En fait, l’enquête a démarré début octobre dernier, à l’ambassade d’Algérie à Bamako, la capitale malienne, où des informations sur l’acheminement de cocaïne vers l’Algérie, avec la complicité de certains membres d’équipage d’Air Algérie, auraient circulé. Des renseignements recueillis auprès du personnel de l’hôtel où loge l’équipage d’Air Algérie confirment les rumeurs. Le vol Alger-Bamako est mis sous surveillance depuis déjà quelques jours. Le 12 octobre 2011, de retour de la capitale malienne, le vol atterrit à l’aéroport Houari Boumediene, à Alger.
Des officiers du DRS interpellent un des stewards. Ils découvrent sur lui plus de 200 grammes (et non 900 comme annoncé auparavant) de cocaïne dissimulée dans ses sous-vêtements. Il est tout de suite placé en garde à vue. L’enquête préliminaire aboutit à de nombreuses autres arrestations, notamment dans les rangs du personnel navigant de la compagnie aérienne. Le 16 octobre, une dizaine de personnes, dont huit stewards, un commerçant, trois policiers (dont deux officiers), sont déférées devant la justice pour «trafic international de drogue, commercialisation et consommation de drogue». L’affaire est instruite par le juge du pôle spécialisé d’Alger, qui ordonne la mise sous mandat de dépôt de neuf personnes, dont huit stewards, parmi lesquels le responsable de la section syndicale (UGTA) du personnel navigant et un chanteur très connu sur la place d’Alger, qu’aurait cité le principal mis en cause. Trois autres accusés sont maintenus sous contrôle judiciaire.

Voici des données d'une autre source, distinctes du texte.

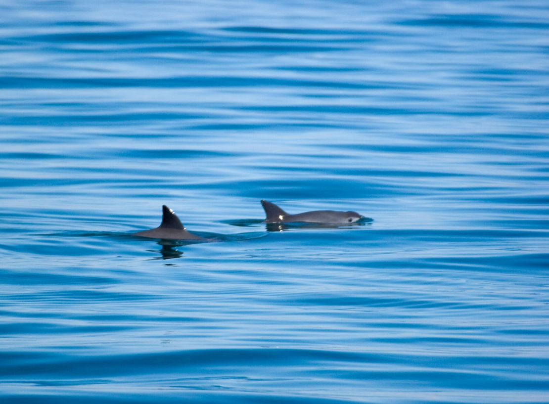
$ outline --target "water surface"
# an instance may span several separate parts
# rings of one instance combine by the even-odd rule
[[[549,402],[545,2],[0,12],[2,402]]]

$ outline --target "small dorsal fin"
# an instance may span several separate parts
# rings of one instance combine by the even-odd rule
[[[267,222],[281,222],[285,216],[288,216],[289,214],[272,202],[262,199],[261,205],[267,214],[267,218],[266,219]]]
[[[160,227],[163,228],[185,229],[177,215],[165,205],[162,205],[162,223]]]

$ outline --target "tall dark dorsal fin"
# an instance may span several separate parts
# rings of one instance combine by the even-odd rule
[[[261,205],[263,206],[263,209],[265,210],[265,213],[267,214],[266,221],[267,222],[282,221],[284,217],[289,215],[289,214],[284,211],[274,204],[266,201],[265,199],[261,200]]]
[[[175,212],[165,205],[162,205],[162,223],[160,227],[163,228],[184,229],[181,221],[179,220]]]

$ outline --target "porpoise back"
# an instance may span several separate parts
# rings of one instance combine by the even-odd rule
[[[352,211],[314,210],[291,215],[279,206],[265,199],[261,200],[267,217],[266,223],[290,223],[306,222],[329,224],[348,225],[360,220],[362,216]]]

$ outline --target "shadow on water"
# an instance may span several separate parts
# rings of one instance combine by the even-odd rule
[[[183,252],[177,249],[177,247],[184,245],[185,243],[179,243],[171,240],[160,240],[156,244],[161,246],[160,250],[147,250],[150,252],[160,252],[161,256],[151,258],[151,261],[156,260],[171,260],[173,258],[181,258]]]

Les premiers éléments de l’instruction font état d’un présumé réseau de trafic de cocaïne qui importait de la drogue d’Espagne avec la complicité de quelques membres du personnel navigant. Cependant, il y a quelques mois, le marché espagnol a été délaissé au profit de celui de la capitale malienne où la cocaïne serait, selon certaines indiscrétions, de meilleure qualité et à moindre prix. A en croire nos interlocuteurs, la livraison de cette drogue dure se faisait dans un hôtel du centre-ville de Bamako, fréquenté par le personnel navigant d’Air Algérie.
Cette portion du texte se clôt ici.